Katrina Victims Living In
Dark, Eerie New Orleans
By Ellen Wulfhorst

NEW ORLEANS (Reuters) - The city nicknamed the "Big Easy" could now be dubbed the "Big Creepy."
For the handful of people living in hurricane-ravaged homes in the city's most devastated sections, life in dark, desolate silence, with no neighbors to be found, can be unnerving.
"This always was a quiet street, but this is ridiculous," said Charles Broussard, 59, who lives in a rented trailer parked at his Lakeview home, which was submerged under eight feet of water after Hurricane Katrina struck and nearby levees gave way. "At night, it's just me. "
Since the Aug. 29 hurricane and flooding that followed, many neighborhoods, from scenic waterfront on Lake Pontchartrain to the poverty-ridden Lower Ninth Ward, are void of residents, their houses uninhabitable.
Only a fifth of the city's population of half a million has returned, most to areas that did not suffer flood damage and where services have been restored.
But the many neighborhoods that suffered deep flooding remain without power. At night in the hardest-hit areas, where electrical power is still out, lights in a few houses signal that some pioneers are back. Some have successfully maneuvered the arduous task of getting individual wiring reconnected, while others use generators.

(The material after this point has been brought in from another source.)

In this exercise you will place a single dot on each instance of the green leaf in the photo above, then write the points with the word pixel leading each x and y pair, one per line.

Outside, there is utter blackness and quiet, except for the howls of stray dogs, where once there were streetlights, traffic and neighbors.

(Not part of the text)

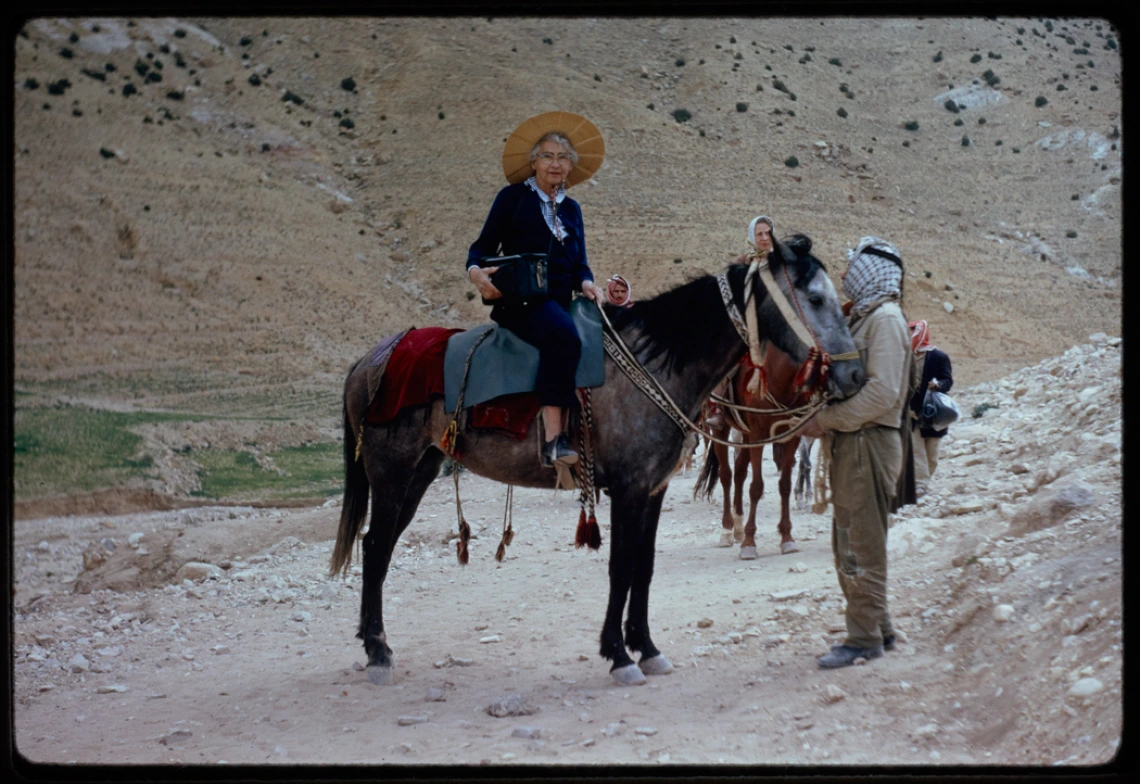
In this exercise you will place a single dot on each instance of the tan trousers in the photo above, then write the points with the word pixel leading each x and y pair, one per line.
pixel 864 473
pixel 926 458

"When I'm here by myself, I don't feel so safe. I hear things, and I'm constantly looking out the door to see if the gate is locked," said Stacy Andrews, 43, who lives with her husband on the top floor of their flood-damaged home in the Seventh Ward.
"But I'd rather be here with a little light than be somewhere else, imposing on another family," she said. "It's good to be home."

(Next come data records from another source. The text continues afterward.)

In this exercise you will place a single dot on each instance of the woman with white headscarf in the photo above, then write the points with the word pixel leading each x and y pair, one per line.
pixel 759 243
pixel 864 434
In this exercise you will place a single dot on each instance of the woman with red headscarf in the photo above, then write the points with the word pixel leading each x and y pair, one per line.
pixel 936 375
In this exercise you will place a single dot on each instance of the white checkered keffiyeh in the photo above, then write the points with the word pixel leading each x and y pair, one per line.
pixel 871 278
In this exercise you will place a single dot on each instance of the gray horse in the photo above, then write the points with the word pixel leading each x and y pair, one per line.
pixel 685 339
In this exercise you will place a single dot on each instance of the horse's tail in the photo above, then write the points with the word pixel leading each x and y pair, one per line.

Even in the healthiest parts of the city such as the Garden District and Uptown, which did not flood, residents say they worry about safety and quality of life.
Fewer than half of the city's fire stations are fully up and running. Concern over the department's response capabilities has made some insurance companies reluctant to extend policies to New Orleans homebuyers.
The ranks of the police force, its reputation sullied when officers were accused of looting and desertion in the post-Katrina chaos, have thinned.
Only about 200 hospital beds are available, leaving patients waiting an average of three hours in ambulances before they can be moved inside to emergency rooms, according to the mayor's office.
In the city's most decimated and remote areas, worries about safety are magnified.
"It's scary at night. No neighbors, it's pitch black, it's awful," said Mark Wiltz, who burns a party torch in his Ninth Ward yard at night. The 43-year-old meatcutter has been living in the house doing restoration since October.
"I like to leave signs like I'm living here. I'm just hoping police see it and know there's somebody living here," he said. "I pray hard every night, and I keep a gun loaded. It's sad to say, but I have to do it."
An empty neighborhood has its advantages, said Mark Andrews, 42, an electrical contractor living in the Seventh Ward, a neighborhood that was plagued with drug-related crime and violence.
While detailed crime statistics in New Orleans are hard to come by, the city's murder rate dropped a whopping 20 percent in 2005 compared to a year earlier, when it had the highest murder rate in the United States.
"This neighborhood was in a downward spiral," Andrews said. "But with the neighborhood empty, it's real quiet and peaceful. That's the upside.
"The downside is the eeriness of being the only person in the neighborhood," he said.
Despite calls by city leaders, particularly Mayor Ray Nagin, for New Orleans residents to come home and start rebuilding, that eeriness may just get in the way.
"I want to go back, but I'm scared," said Antoine Shropshire, a 41-year-old truck driver visiting his house in the Ninth Ward. "There's no people. It's creepy here. It's too weird.
"You don't see anyone you know any more. If I sit too long, it brings tears when I think about what it'll take to get it back around."